Recreation: a foundation of balance and productivity

It occurred to me this week that there’s (at least) one activity that, perhaps counterintuitively, is a foundation of work/life balance and productivity: recreation.

While coaching a client this week and introducing Stephen Covey’s Urgent/Important quadrant system for prioritizing and completing tasks, I explained that true recreation — something that’s re-energizing, that “re-creates,” rather than passive activities like vegging out in front of the TV — is a Quadrant II activity: not urgent, but important.  It isn’t urgent because there will never be a requirement to enjoy recreation.  No one will ever request you to “recreate” on their time schedule, and no law firm partner will ever drop by late in the afternoon and apologize for asking you to put in a few hours of recreation that night.  (Absurd image, isn’t it?)  But it’s vitally important.

What “true recreation”?  It varies from person to person.  Perhaps it’s writing, gardening, skiing, going to or performing in the theater, playing with children, doing volunteer work… Whatever it is that takes a person from his ordinary self into a state of flow, where time passes without notice and the end result is production of energy, enthusiasm, a rounded person.  The key point is that true recreation creates balance and energy, both of which lead to increased productivity in the office.  And that’s what makes it important.

For those of you who are inclined to try an experiment, give this a shot: if you typically eat lunch at your desk, try going out instead.  Spend 30 or 45 minutes at a museum, in a park, talking with a friend, whatever you enjoy.  And then see whether you’re more productive than usual when you get back to your desk in the afternoon.    Or take several hours over the weekend to engage in recreation, and notice the effects when you get back to work.

2 replies
  1. peter vajda
    peter vajda says:

    Hi Julie. You say, “…For those of you who are inclined to try an experiment, give this a shot: if you typically eat lunch at your desk, try going out instead. Spend 30 or 45 minutes at a museum, in a park, talking with a friend, whatever you enjoy. ”

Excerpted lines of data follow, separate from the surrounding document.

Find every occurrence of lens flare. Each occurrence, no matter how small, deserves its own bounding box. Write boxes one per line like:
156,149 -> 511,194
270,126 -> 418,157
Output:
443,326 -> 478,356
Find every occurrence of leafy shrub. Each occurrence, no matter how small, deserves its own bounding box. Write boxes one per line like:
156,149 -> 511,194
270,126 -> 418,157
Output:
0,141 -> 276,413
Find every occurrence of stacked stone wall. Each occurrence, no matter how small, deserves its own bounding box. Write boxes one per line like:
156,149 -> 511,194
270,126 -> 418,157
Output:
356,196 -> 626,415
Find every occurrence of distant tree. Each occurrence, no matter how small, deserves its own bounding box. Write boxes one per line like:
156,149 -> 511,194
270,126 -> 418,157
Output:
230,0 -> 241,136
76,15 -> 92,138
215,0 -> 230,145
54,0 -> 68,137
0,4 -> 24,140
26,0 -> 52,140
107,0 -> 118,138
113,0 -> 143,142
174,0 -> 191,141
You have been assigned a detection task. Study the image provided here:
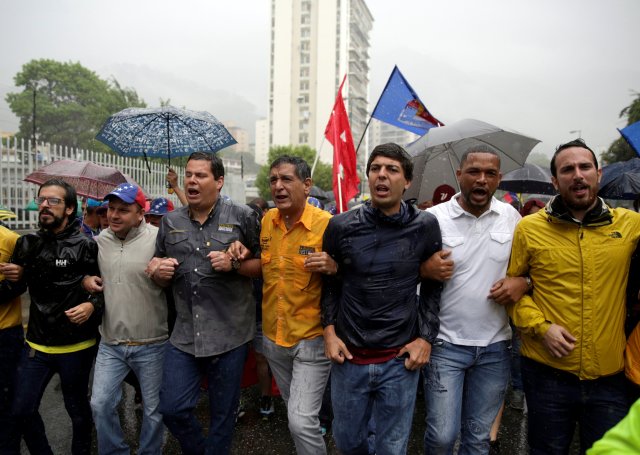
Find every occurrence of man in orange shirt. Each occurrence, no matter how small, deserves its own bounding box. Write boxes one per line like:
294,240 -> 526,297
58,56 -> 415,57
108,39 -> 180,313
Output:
260,156 -> 336,455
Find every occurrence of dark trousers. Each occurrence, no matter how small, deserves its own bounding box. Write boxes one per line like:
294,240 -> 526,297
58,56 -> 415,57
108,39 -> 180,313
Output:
12,344 -> 96,455
521,357 -> 630,455
160,343 -> 249,455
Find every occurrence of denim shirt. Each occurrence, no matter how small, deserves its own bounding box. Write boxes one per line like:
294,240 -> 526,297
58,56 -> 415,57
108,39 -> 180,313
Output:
155,198 -> 260,357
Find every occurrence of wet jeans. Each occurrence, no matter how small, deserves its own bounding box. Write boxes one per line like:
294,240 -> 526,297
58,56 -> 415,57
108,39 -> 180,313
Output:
91,341 -> 168,455
160,342 -> 249,455
424,339 -> 511,455
331,358 -> 420,455
262,337 -> 331,455
12,344 -> 96,455
521,357 -> 631,455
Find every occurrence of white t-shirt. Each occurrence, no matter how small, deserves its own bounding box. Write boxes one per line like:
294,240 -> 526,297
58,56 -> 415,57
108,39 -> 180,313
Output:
427,193 -> 521,346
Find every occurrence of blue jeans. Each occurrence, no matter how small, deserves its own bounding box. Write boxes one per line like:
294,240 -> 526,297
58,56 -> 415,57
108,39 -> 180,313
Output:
160,343 -> 249,455
91,341 -> 167,455
521,357 -> 631,455
331,358 -> 420,455
11,344 -> 96,455
424,339 -> 511,455
262,336 -> 331,455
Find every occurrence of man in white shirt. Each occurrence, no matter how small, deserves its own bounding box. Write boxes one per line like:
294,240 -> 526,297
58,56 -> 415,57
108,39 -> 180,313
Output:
424,146 -> 527,455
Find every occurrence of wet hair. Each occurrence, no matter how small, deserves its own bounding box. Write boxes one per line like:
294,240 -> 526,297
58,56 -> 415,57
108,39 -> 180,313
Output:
269,155 -> 311,182
187,152 -> 224,180
551,139 -> 598,177
38,178 -> 78,223
460,144 -> 500,168
367,142 -> 413,181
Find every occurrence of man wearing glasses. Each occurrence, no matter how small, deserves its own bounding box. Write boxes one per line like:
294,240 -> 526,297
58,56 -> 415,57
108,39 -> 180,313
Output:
0,179 -> 102,455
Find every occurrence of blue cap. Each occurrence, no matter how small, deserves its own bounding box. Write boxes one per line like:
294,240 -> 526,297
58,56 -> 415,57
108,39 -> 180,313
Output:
104,183 -> 147,208
147,197 -> 173,216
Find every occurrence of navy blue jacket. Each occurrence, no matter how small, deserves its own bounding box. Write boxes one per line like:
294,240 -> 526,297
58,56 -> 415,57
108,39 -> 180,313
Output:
322,202 -> 442,349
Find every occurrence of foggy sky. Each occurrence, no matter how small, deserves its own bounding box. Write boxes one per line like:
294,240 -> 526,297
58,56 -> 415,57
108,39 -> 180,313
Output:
0,0 -> 640,159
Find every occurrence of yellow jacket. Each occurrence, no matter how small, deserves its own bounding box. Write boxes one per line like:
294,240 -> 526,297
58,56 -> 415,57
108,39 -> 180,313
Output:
0,226 -> 22,330
507,197 -> 640,379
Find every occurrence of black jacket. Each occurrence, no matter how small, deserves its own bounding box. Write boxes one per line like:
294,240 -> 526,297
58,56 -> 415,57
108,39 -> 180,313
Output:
11,220 -> 104,346
322,203 -> 442,349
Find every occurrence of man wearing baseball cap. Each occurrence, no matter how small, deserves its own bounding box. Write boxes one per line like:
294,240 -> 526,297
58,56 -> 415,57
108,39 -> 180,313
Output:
144,197 -> 173,228
85,183 -> 168,453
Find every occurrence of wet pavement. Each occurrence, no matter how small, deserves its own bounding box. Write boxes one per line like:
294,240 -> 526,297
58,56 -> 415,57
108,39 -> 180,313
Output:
23,375 -> 552,455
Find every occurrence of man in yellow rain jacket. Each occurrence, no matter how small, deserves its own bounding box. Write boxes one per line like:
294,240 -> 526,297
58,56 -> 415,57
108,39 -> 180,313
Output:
507,139 -> 640,455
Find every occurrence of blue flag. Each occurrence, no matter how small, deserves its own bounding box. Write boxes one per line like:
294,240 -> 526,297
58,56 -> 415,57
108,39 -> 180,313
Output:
371,66 -> 444,136
618,122 -> 640,155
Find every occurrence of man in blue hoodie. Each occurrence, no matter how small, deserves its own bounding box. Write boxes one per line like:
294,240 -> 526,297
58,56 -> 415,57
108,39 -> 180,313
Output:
322,144 -> 442,455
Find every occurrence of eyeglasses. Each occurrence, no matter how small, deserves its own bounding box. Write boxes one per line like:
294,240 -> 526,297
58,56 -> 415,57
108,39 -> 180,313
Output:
33,196 -> 62,207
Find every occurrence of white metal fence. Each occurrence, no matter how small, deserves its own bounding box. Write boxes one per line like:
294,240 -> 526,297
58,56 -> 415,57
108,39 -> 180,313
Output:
0,138 -> 245,230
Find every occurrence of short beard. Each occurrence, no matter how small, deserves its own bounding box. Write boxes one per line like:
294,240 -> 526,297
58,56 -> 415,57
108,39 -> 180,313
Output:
38,214 -> 65,231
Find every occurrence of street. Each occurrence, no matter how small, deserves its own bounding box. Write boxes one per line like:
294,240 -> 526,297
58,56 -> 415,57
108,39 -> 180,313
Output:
28,375 -> 540,455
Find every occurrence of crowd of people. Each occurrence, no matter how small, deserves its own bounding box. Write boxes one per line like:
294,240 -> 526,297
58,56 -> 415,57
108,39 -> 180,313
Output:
0,140 -> 640,455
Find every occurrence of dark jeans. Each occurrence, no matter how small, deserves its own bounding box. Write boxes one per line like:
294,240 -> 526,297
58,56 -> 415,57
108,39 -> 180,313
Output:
521,357 -> 630,455
160,343 -> 249,455
12,344 -> 96,455
0,325 -> 49,455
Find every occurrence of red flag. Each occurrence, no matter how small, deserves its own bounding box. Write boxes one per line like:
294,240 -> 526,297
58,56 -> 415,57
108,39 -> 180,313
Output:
324,74 -> 360,213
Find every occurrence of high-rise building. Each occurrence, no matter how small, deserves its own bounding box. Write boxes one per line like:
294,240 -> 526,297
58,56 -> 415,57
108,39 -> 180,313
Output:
223,121 -> 249,152
367,119 -> 420,149
268,0 -> 373,163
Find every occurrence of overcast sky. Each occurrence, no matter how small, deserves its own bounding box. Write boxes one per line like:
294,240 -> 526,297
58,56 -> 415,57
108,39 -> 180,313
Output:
0,0 -> 640,159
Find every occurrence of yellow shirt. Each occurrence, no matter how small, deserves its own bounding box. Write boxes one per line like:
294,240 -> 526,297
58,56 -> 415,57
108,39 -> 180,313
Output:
0,226 -> 22,330
260,204 -> 331,347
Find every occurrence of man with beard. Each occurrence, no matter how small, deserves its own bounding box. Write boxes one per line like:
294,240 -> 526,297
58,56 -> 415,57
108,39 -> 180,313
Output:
147,152 -> 260,455
508,139 -> 640,455
424,146 -> 527,455
322,144 -> 441,455
0,179 -> 102,455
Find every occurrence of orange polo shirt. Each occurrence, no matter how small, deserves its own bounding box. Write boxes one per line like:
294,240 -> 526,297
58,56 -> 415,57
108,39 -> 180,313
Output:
260,204 -> 331,347
0,226 -> 22,329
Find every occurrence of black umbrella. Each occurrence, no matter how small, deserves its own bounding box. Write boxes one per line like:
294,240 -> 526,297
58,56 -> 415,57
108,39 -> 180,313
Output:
598,158 -> 640,200
498,163 -> 556,194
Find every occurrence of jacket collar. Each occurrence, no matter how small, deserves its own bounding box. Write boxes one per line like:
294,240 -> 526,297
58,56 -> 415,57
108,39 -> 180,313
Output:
544,195 -> 613,226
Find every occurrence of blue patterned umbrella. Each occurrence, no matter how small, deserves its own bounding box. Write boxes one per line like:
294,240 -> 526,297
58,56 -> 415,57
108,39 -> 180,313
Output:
96,106 -> 236,166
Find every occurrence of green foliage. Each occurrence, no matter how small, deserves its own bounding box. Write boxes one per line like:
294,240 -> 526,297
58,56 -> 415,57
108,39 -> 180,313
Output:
5,59 -> 146,151
256,145 -> 333,200
600,92 -> 640,164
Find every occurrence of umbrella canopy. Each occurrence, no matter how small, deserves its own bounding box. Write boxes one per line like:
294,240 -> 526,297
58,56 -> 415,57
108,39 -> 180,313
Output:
24,159 -> 137,200
498,163 -> 556,195
404,119 -> 540,202
0,205 -> 18,221
96,106 -> 236,167
598,158 -> 640,200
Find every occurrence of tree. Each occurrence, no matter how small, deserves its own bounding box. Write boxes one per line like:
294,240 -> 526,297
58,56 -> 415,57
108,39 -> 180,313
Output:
5,59 -> 146,151
600,92 -> 640,164
256,145 -> 333,199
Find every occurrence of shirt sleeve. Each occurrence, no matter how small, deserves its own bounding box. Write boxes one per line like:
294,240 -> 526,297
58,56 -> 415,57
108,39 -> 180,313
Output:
320,218 -> 342,327
418,213 -> 442,344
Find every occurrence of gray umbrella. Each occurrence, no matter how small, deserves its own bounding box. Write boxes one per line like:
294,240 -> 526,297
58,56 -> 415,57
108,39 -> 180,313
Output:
404,119 -> 540,202
498,163 -> 556,195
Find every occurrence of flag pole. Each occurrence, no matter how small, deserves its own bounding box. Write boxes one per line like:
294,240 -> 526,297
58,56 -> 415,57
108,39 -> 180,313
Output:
311,136 -> 325,178
356,65 -> 398,155
338,173 -> 342,213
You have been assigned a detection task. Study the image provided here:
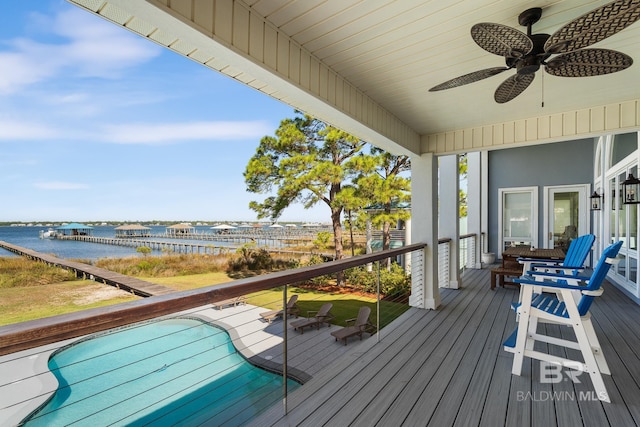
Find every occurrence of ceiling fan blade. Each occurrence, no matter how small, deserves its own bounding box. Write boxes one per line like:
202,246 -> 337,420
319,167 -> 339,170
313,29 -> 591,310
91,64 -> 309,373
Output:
544,0 -> 640,53
545,49 -> 633,77
493,73 -> 536,104
429,67 -> 509,92
471,22 -> 533,58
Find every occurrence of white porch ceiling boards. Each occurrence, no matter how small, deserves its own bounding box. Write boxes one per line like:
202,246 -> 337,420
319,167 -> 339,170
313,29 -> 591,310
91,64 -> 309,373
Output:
70,0 -> 640,154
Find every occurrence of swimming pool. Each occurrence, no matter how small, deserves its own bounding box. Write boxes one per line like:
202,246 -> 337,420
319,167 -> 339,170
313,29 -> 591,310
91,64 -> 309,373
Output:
24,319 -> 299,426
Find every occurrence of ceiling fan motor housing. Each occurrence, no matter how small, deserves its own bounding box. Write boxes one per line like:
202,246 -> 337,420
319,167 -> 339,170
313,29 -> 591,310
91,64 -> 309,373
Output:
515,34 -> 550,74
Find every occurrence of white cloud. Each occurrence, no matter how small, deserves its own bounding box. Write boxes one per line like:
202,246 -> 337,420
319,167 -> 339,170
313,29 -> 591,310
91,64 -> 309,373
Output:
102,120 -> 272,144
33,181 -> 89,190
0,9 -> 162,94
0,120 -> 60,141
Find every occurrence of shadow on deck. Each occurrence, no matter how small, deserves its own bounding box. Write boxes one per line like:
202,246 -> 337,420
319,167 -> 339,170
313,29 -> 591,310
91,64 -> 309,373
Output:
251,270 -> 640,427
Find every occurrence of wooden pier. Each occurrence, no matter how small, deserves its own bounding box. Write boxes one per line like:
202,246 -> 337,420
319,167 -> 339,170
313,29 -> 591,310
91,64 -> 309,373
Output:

    And, I might add…do it WITHOUT obsessively checking your cell phone or making calls, without checking your BlackBerry or making notes, without thinking or talking about work issues, i.e., not atttached to your various electronic leashes…in other words, re-create it while breathing, being “in your body” not in your mind, being present to your immediate experience (not in the past or in the future). Give yourself the opportunity to enjoy YOUR life, not someone else’s who has their hooks into you.

  2. Julie Fleming-Brown
    Julie Fleming-Brown says:

    Thanks, Peter, for that excellent clarification. That is absolutely what I have in mind, since I would suggest that engaging in “recreation” while still performing in work mode isn’t actually engaging in recreation at all. Instead, it’s living in the worst of all worlds: body and mind in two (or more) separate places, not working well, not enjoying the recreation, neither being nor doing anything consistently. There’s no reward (neither business nor personal) to that kind of activity.

    And accordingly, while I don’t encourage anyone to shoot for black-and-white perfection or failure thinking, I would encourage anyone who tries this experiment to do so with the intentions that Peter describes. Recognize that, especially if this is something new, the behavior is likely to be uncomfortable, and explore just being with the discomfort until it passes. It may not pass on the first few times you try this experiment, but it will pass, and that’s where the rewards of balance and productivity come in.

    Peter, thanks for opening the opportunity for me to complete this thought. I didn’t realize that I’d omitted such an important piece, and I appreciate your bringing it to the conversation.